Aujourd’hui je vois un petit
garçon de 5 ans.
La maman m’a demandé un rendez-vous car les nuits deviennent
insupportables. Elle et le papa sont à bout, ils n’en peuvent plus.
Elle me dit
avoir tout testé. « On a essayé d’être fermes, de le punir, de le
rassurer, le co-endormissement où on reste avec lui jusqu’à ce qu’il s’endorme.
Rien ne marche. Éventuellement, il va s’endormir dans son lit mais deux heures
après il pleure, il vient nous rejoindre. Si on l’en empêche, il se couche
devant la porte de notre chambre». Les parents, inquiets de ce que le manque de
sommeil fera du lendemain, finissent souvent par accepter qu’il vienne les
rejoindre et dorme avec eux. Jusqu’au moment où, trop à l’étroit à trois, l’un
des deux parents va finir la nuit dans le lit de l’enfant pour essayer d’avoir
au moins deux bonnes heures de sommeil avant d’attaquer la journée.
Les difficultés d’endormissement,
cauchemars, réveils nocturnes, terreurs nocturnes sont parmi les raisons
récurrentes de consultation. Dans le cabinet où je reçois des enfants à partir
de 2 ans, la question du sommeil de
l’enfant - si elle n’est pas la raison même de la demande d’aide - est toujours
évoquée. C’est une question qui ponctue nos vies dès le plus jeune âge quand on
demande si le nourrisson fait ses nuits ; jusqu’à l’âge adulte où le
« As-tu bien dormi ? » est aussi commun dans les échanges
quotidiens que le « As-tu passé une bonne journée ? ». Nous
avons tellement conscience que le sommeil est une nécessité, que s’enquérir de
la nuit de l’autre est aujourd’hui une politesse. Une façon de montrer à
l’autre que nous lui portons de l’attention.

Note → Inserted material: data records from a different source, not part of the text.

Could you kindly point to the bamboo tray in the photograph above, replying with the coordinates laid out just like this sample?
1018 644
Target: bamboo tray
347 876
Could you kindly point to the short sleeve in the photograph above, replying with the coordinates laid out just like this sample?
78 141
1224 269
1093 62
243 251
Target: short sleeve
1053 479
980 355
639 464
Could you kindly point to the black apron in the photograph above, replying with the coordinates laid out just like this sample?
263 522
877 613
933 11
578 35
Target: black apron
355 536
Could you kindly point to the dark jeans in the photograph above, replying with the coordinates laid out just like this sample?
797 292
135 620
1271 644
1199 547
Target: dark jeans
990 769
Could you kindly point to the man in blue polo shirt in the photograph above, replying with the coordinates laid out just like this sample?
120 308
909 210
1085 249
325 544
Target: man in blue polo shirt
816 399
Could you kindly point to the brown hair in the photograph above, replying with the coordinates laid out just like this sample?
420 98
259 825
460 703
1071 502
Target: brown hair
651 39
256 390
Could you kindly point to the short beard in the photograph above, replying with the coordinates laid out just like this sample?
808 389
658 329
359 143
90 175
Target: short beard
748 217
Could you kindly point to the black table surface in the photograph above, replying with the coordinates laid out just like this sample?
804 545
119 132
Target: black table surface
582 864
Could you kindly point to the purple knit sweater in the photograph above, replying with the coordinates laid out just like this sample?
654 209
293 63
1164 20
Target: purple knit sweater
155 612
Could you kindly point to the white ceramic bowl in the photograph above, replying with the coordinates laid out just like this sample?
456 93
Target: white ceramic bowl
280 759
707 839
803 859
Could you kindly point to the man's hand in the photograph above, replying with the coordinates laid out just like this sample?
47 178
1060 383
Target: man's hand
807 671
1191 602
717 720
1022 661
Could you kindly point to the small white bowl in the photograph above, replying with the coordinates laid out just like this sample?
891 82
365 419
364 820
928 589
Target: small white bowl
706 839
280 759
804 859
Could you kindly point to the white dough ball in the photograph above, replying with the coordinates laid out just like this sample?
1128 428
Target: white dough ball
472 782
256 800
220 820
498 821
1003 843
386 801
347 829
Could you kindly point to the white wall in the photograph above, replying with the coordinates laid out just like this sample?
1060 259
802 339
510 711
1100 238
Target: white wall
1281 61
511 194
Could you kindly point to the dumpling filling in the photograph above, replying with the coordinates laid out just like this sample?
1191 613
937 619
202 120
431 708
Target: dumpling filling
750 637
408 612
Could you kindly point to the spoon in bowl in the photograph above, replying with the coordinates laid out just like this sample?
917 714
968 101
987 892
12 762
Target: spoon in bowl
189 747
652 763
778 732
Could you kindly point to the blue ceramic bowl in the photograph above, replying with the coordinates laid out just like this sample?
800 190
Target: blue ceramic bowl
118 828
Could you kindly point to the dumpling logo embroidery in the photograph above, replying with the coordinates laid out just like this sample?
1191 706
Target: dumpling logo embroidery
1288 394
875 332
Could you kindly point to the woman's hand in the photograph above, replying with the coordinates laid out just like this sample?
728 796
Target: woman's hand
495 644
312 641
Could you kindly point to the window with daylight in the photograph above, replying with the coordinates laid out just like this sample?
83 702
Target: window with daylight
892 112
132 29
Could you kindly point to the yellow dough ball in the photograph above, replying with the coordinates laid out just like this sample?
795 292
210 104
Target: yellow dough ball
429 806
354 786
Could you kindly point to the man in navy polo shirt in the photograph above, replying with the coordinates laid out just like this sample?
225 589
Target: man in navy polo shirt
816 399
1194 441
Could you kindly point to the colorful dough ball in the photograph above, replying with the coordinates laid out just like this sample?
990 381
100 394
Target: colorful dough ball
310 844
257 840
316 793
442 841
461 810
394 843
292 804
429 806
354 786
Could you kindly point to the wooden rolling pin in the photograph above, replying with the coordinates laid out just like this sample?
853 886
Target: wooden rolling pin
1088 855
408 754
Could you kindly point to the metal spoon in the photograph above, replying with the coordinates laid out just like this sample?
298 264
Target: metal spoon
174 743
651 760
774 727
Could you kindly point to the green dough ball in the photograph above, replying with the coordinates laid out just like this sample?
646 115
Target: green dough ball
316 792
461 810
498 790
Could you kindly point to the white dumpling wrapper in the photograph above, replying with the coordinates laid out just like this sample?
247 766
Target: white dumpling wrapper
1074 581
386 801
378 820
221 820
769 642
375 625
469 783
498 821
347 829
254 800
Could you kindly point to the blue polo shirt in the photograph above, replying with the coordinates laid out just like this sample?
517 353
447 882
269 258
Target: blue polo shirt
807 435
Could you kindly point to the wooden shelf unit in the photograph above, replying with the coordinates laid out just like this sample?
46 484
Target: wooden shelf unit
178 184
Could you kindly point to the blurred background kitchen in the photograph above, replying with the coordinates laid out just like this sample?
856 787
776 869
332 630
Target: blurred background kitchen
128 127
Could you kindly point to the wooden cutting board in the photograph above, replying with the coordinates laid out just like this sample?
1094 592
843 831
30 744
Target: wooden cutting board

Les besoins vitaux sont tous des
alarmes qui résonnent jusqu’au cabinet de psychologie. Les troubles alimentaires chez l’enfant en font bien sûr partie.
Moins récurrents, car nous avons une variété en terme d’offre alimentaire qui
laisse la possibilité de trouver, souvent, au moins un repas que l’enfant
accepte quand il refuse tout le reste. Cependant un enfant qui mange moins ou
moins varié est un enfant qui devient « difficile » avec la
nourriture.
Quand je demande à l’enfant s’il
sait ce qu’est mon métier, souvent il n’en a pas une idée claire. La réponse la
plus simple que j’ai trouvée c’est de lui dire qu’il vient me voir pour que
j’essaie de l’aider. Pour que ce qui est compliqué pour lui devienne plus
simple.
L’enfant avant l’adolescence n’a pas encore acquis la capacité
d’analyse et de synthèse qui lui permet d’expliquer ce qui est compliqué pour
lui. Il n’a par contre aucun mal à admettre que c’est compliqué et qu’il
aimerait être aidé.
En tant que psychologue
j’interviens quand l’enfant devient difficile ; avec la nourriture, au
moment du coucher, dans les interactions avec les parents, à l’école. « Il
est difficile, elle est dure ». Les rapports se tendent. Les parents
multiplient les tentatives de solution et arrivent souvent démunis devant nous.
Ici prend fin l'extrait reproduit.